Chemieindustrie: Behälter und Röhrenpakete reinigen
In der Chemieindustrie steht die effiziente Entfernung von haftenden Verschmutzungen aus Behältern und Röhrenpaketen im Fokus. Für die Behälterreinigung kommen stationäre Hochdruckanlagen zum Einsatz, die mit beweglichen Innenreinigungsköpfen ausgestattet sind. Diese verfügen über eine um 360 Grad bewegliche Düse und werden durch den Behälter geführt, um Ablagerungen zu entfernen. Damit die Produktqualität sichergestellt ist, sind auch die Rührwerke gründlich zu reinigen.
Während des komplexen chemischen Verarbeitungsprozesses, in dem Vorprodukte zum Produkt verarbeitet werden, entsteht in Röhrenpaketen oder Sieben stark haftender Schmutz, der mehrmals im Jahr entfernt werden muss. Höchstdruckreiniger nutzen den hohen Druck von 500 bis 1.000 Bar als Reinigungswerkzeug und benötigen keine Reinigungsmittel. Alternativ kann ein leistungsstarkes Trockeneisstrahlgerät zum Einsatz kommen, das den Schmutz sehr oberflächenschonend entfernt. Die Leistungsstärke hängt dabei von der Druckluftmenge ab, mit der das Trockeneis auf die Oberfläche gebracht wird.

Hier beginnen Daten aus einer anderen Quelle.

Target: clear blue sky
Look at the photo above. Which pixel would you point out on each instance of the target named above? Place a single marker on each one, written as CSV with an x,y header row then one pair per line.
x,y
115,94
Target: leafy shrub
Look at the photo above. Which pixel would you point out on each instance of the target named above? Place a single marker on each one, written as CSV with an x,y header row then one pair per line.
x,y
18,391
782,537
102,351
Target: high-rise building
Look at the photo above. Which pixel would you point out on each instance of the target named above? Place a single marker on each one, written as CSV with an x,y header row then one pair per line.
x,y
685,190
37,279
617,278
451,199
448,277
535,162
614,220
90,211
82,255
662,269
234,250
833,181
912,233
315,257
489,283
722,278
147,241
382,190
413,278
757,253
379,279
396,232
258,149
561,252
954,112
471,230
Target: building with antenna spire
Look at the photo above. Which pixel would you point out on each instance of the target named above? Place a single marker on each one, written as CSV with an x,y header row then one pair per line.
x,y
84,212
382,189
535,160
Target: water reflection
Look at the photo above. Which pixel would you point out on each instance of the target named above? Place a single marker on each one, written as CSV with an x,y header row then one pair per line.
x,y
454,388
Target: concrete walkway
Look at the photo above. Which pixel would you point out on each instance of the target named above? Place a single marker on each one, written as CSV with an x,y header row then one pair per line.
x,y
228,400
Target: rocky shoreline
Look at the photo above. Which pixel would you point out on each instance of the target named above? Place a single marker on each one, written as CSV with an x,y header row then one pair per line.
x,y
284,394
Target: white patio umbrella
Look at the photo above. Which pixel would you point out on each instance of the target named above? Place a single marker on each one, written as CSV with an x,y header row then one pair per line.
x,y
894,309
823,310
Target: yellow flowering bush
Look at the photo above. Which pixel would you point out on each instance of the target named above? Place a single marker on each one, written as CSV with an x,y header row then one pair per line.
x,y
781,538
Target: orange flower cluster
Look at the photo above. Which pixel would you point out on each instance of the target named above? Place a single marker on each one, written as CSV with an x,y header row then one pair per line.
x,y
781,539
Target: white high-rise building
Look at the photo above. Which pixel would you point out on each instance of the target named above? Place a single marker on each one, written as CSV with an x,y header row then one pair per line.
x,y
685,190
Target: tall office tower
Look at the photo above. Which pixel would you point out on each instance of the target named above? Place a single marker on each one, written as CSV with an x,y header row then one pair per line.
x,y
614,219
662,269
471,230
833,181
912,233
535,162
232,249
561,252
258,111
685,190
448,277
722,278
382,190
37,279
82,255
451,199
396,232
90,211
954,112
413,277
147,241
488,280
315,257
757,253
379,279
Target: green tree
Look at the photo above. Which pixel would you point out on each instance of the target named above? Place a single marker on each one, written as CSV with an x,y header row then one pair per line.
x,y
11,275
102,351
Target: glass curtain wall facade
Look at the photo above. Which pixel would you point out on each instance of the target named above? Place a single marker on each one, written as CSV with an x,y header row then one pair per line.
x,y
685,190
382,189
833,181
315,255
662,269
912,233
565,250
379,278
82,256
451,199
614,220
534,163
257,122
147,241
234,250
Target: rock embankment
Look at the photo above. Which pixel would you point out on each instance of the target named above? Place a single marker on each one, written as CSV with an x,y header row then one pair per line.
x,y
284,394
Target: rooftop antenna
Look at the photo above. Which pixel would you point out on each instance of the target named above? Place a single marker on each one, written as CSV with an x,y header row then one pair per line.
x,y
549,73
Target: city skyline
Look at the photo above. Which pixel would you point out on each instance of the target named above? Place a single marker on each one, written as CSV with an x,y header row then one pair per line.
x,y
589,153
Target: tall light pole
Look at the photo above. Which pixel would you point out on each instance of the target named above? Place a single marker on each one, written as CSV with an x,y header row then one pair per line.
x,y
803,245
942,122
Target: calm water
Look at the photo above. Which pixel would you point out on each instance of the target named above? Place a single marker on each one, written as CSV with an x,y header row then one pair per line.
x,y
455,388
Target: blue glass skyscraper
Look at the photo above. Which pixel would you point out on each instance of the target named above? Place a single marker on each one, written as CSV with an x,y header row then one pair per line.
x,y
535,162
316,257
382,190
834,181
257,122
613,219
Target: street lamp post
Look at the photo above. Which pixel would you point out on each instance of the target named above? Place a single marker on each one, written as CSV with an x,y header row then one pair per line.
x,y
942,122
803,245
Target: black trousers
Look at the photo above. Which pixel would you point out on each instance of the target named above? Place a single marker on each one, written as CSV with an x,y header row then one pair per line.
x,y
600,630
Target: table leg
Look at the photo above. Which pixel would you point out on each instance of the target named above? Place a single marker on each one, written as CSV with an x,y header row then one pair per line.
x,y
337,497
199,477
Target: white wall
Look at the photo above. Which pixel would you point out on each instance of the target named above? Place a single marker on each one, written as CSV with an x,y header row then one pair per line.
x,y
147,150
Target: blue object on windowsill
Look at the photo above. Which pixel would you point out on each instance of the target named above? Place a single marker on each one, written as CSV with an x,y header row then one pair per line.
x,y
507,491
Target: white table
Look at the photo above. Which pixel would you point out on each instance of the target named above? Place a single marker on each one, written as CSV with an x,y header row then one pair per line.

Dieser kurze Einblick in die unterschiedlichen Industriezweige zeigt: Durch gezielte Auswahl und Anwendung von Reinigungsmethoden und -geräten, maßgeschneidert auf die Anforderungen jeder Branche, lassen sich stabile Prozesse etablieren, Risiken minimieren sowie Produktivität und Qualität erhöhen.